L’artisan de la démocratisation du pays ne parvient cependant pas à ramener le calme. Les massacres perdurent malgré l’ouverture des négociations, notamment avec le Conseil national pour la défense de la démocratie- Forces de défense de la démocratie (CNDD-FDD), parti politique et groupe armé à majorité hutue et principal groupe armé rebelle. En août 2000, des accords sont cependant signés à Arusha après deux ans de négociations. Ils n’effacent pas le bilan de cette guerre, que certains souhaitent voir reconnue comme génocide à l’encontre des Tutsis. Selon diverses estimations, le conflit a causé la mort de 100 à 300 000 personnes, fait plus d’un million de déplacés à travers le pays, et précipité l’exil de 800 000 personnes.

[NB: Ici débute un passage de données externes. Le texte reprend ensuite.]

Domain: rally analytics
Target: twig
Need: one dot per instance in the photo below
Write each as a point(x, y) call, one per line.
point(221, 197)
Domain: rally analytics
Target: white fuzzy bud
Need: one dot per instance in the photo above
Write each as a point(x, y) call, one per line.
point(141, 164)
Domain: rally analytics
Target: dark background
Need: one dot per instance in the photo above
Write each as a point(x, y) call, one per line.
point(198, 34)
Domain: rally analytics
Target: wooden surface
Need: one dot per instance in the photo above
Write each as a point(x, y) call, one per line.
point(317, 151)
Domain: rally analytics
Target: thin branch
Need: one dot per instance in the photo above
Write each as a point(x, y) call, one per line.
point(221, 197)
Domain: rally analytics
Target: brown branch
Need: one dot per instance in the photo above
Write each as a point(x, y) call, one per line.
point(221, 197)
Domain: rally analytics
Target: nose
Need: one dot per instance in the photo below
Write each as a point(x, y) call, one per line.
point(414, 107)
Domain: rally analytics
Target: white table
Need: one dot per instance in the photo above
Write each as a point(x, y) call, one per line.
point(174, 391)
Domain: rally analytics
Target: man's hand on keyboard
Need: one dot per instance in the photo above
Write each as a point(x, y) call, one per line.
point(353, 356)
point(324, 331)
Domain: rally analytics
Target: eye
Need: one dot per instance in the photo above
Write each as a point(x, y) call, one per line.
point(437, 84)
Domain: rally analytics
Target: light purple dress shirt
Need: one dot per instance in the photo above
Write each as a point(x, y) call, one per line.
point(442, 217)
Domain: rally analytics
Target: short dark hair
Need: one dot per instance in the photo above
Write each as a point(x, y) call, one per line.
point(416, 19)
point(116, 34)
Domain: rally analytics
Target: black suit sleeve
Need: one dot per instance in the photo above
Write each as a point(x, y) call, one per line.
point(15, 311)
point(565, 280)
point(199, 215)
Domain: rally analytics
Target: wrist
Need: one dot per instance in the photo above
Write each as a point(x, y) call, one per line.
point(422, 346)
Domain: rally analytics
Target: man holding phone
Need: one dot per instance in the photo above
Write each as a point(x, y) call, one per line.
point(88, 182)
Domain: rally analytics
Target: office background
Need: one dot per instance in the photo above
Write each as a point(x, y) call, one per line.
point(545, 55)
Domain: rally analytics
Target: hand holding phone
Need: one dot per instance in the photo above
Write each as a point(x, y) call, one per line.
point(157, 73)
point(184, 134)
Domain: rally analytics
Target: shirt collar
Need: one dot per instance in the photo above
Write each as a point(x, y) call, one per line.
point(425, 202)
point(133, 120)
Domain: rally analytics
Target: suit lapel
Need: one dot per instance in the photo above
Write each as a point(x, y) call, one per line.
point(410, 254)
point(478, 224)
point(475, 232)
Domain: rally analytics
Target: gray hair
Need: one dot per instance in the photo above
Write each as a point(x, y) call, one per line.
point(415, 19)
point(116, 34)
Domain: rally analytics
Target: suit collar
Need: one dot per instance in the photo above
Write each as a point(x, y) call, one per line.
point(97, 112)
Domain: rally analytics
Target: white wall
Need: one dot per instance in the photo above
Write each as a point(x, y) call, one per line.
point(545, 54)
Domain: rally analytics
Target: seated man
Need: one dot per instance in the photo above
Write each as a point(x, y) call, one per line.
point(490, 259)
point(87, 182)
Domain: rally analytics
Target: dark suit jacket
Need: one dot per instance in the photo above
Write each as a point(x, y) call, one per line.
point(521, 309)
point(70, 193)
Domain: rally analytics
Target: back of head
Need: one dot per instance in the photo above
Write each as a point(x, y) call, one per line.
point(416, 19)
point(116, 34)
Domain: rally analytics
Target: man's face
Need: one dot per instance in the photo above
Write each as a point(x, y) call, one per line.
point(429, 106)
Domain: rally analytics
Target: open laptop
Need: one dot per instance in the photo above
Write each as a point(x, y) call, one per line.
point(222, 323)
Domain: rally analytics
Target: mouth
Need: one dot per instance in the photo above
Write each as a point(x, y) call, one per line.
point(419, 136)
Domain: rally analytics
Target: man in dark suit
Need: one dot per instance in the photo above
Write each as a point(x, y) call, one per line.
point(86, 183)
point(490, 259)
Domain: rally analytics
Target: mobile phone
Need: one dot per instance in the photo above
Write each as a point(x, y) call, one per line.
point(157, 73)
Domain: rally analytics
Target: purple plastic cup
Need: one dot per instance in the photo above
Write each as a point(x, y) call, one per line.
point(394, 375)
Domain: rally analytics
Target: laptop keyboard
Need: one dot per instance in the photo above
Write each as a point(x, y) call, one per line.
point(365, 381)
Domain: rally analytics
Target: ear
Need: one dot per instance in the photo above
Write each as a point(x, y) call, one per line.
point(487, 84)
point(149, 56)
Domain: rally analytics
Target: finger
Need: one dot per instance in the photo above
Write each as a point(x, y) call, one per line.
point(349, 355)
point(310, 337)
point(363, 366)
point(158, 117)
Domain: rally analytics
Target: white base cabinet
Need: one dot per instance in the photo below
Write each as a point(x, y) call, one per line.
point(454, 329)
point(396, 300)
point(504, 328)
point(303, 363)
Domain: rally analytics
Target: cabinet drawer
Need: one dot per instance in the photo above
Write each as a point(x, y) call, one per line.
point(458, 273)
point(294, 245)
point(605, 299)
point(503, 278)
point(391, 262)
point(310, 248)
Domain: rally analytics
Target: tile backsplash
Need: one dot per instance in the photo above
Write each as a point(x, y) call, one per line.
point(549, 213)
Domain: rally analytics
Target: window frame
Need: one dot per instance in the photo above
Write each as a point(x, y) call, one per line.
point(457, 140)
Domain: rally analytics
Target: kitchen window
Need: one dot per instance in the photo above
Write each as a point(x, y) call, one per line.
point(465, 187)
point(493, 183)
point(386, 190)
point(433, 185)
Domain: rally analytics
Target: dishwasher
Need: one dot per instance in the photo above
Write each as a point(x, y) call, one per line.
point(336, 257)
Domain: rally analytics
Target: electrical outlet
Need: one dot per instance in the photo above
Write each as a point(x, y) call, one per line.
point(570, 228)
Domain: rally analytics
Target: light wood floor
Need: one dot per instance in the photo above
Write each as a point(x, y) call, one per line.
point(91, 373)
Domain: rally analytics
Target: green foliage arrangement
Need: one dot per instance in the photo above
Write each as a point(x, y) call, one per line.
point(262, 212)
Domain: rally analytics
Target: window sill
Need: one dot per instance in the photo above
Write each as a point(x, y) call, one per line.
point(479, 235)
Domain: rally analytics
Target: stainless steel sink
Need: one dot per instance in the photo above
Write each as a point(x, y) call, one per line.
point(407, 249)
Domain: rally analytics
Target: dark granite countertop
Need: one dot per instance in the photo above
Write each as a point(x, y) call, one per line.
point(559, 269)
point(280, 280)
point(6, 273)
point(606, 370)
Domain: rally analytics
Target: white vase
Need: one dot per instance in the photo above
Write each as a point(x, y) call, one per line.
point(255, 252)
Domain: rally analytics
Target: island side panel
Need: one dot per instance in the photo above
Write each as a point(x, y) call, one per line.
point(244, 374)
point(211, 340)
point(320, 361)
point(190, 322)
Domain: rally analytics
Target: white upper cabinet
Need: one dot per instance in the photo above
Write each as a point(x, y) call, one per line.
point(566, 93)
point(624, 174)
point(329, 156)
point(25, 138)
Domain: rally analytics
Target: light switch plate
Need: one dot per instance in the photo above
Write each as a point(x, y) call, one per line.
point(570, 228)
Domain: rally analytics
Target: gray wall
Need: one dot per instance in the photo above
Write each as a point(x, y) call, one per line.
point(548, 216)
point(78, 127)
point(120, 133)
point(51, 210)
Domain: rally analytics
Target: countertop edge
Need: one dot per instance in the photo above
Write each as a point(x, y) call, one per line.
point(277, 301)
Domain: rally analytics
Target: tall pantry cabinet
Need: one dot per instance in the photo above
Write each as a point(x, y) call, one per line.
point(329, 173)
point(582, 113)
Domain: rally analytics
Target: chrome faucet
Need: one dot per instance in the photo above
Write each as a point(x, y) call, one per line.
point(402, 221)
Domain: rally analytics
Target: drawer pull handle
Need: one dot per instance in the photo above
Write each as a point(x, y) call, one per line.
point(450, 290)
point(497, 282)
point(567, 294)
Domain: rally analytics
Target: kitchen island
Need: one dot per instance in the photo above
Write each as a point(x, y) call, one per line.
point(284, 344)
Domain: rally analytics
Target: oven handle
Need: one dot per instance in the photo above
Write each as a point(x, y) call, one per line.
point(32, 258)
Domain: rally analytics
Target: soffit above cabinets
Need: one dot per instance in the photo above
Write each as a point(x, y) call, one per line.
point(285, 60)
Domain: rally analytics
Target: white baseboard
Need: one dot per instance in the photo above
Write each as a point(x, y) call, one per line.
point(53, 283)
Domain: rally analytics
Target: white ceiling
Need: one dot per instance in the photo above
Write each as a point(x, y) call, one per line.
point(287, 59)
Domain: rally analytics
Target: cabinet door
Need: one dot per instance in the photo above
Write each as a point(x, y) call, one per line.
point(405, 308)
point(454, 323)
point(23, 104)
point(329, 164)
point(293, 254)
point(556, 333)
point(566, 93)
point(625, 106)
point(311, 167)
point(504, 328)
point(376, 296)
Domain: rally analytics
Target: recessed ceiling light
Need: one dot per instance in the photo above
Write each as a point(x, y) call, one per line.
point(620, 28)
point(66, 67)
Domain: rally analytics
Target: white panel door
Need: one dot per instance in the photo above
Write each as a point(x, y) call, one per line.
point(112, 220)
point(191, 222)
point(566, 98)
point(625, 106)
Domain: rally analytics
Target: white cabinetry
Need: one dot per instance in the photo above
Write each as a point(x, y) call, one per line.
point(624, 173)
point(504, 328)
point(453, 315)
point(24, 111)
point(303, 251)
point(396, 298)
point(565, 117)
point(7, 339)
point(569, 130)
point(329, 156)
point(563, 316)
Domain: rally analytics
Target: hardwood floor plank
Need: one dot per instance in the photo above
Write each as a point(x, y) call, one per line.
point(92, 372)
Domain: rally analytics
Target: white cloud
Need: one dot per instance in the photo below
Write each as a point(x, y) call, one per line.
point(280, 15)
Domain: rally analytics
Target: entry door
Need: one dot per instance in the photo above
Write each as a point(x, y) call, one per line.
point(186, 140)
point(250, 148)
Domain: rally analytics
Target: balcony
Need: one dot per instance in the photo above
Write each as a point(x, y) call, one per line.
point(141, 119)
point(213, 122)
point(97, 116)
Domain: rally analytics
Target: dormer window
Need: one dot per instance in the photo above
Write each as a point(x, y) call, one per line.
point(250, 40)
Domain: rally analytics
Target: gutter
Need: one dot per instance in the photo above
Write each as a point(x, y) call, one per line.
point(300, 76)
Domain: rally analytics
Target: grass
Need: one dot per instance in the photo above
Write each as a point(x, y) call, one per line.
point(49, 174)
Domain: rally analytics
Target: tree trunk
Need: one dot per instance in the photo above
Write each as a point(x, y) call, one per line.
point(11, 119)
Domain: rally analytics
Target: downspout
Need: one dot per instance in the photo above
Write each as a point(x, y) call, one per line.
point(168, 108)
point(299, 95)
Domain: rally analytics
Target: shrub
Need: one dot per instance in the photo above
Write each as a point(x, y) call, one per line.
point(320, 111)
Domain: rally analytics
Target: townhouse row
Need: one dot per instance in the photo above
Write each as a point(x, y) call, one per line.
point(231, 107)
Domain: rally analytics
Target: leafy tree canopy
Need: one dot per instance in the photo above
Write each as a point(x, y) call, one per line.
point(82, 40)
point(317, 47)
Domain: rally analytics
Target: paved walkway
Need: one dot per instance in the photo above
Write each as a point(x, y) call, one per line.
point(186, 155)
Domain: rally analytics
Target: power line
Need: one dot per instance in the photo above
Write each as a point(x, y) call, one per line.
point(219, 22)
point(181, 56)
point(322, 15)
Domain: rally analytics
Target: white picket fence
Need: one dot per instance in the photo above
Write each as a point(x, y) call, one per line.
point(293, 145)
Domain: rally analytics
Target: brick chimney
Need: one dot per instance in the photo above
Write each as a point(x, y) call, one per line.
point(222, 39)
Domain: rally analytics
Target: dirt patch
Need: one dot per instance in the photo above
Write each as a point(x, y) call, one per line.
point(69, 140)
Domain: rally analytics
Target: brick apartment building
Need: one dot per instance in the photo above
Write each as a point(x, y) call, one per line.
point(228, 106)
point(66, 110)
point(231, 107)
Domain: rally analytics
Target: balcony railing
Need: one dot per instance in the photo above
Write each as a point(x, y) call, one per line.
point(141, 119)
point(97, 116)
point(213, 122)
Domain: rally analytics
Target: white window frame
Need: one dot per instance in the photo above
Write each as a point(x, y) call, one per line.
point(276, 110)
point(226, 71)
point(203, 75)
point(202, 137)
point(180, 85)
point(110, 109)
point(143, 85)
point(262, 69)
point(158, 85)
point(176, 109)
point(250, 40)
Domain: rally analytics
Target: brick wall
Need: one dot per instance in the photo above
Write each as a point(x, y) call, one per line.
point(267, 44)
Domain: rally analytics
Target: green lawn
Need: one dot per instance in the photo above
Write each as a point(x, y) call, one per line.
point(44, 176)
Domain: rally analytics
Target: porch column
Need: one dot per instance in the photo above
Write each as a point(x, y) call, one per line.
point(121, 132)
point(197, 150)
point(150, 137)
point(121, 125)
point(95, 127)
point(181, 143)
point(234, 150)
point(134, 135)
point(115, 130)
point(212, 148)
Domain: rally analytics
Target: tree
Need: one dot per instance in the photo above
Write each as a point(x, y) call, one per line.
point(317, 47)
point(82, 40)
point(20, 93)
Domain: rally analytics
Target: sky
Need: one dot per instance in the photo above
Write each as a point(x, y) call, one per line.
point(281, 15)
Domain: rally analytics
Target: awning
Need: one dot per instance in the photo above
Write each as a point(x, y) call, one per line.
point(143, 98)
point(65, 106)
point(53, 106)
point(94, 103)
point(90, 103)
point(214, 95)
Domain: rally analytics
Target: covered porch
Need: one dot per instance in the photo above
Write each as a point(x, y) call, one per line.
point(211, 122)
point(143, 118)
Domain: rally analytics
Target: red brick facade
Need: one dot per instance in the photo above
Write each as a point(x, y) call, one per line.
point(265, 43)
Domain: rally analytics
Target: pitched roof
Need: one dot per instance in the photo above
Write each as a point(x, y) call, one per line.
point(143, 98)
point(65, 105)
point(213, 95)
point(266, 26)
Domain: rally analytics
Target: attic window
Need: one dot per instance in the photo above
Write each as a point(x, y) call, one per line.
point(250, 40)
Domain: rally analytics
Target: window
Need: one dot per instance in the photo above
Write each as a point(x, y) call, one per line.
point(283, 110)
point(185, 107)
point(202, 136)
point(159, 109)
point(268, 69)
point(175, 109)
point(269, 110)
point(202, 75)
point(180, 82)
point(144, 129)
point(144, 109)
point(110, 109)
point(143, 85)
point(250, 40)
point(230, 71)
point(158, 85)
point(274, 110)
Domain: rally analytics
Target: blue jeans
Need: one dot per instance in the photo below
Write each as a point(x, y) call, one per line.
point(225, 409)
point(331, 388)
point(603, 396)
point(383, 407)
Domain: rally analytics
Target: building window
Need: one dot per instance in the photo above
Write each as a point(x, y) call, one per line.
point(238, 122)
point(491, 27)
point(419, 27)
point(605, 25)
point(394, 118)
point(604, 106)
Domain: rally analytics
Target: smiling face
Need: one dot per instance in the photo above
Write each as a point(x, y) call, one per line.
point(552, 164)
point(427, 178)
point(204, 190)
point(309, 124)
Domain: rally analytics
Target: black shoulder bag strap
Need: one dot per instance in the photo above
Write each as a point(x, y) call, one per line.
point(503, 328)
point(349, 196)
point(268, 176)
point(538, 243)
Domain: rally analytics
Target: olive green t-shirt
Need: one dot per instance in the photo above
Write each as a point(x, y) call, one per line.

Les Accords prévoient un gouvernement de transition avec deux présidents, l’un issu du FRODEBU (parti à majorité hutue) et l’autre de l’UPRONA (parti à majorité tutsie). Le gouvernement de transition avait pour mission de rédiger une nouvelle Constitution avec les factions rebelles et d’organiser de nouvelles élections démocratiques. En 2004, une nouvelle Constitution est rédigée collégialement avec l’UPRONA, le FRODEBU et les ex-rebelles du CNDD-FDD. Cette Constitution prévoit un gouvernement ouvert à toutes les composantes ethniques : « Il comprend au plus 60 % de ministres et vice-ministres hutus et au plus 40 % de ministres et vice-ministres tutsis. ». Il est précisé que ce gouvernement doit inclure un minimum de 30 % de femmes. Le ministre de la Défense et le ministre de l’Intérieur doivent être d’une ethnie différente. L’article 164 de la nouvelle Constitution stipule que « l’Assemblée nationale est composée d’au moins cent députés à raison de 60 % de Hutus et de 40 % de Tutsis, y compris un minimum de 30 % de femmes, élus au suffrage universel direct et de trois députés issus de l’ethnie twa (pygmées) cooptés conformément au code électoral. Le 1er alinéa du même article précise que « si les résultats des votes ne reflètent pas les pourcentages susvisés, il sera procédé au redressement des déséquilibres par cooptation ». Malgré l’appel de certains politiciens à boycotter cette nouvelle Constitution, elle est adoptée par référendum populaire à plus de 90 % de « OUI » le 28 mars 2005 et entre ainsi en vigueur.

Au vu de ces résultats, une évidence longtemps ignorée par certains politiciens se confirme : le peuple burundais est fatigué par la guerre et les tueries et ne souhaite plus qu’un avenir paisible et l’assurance d’un meilleur lendemain pour ses enfants.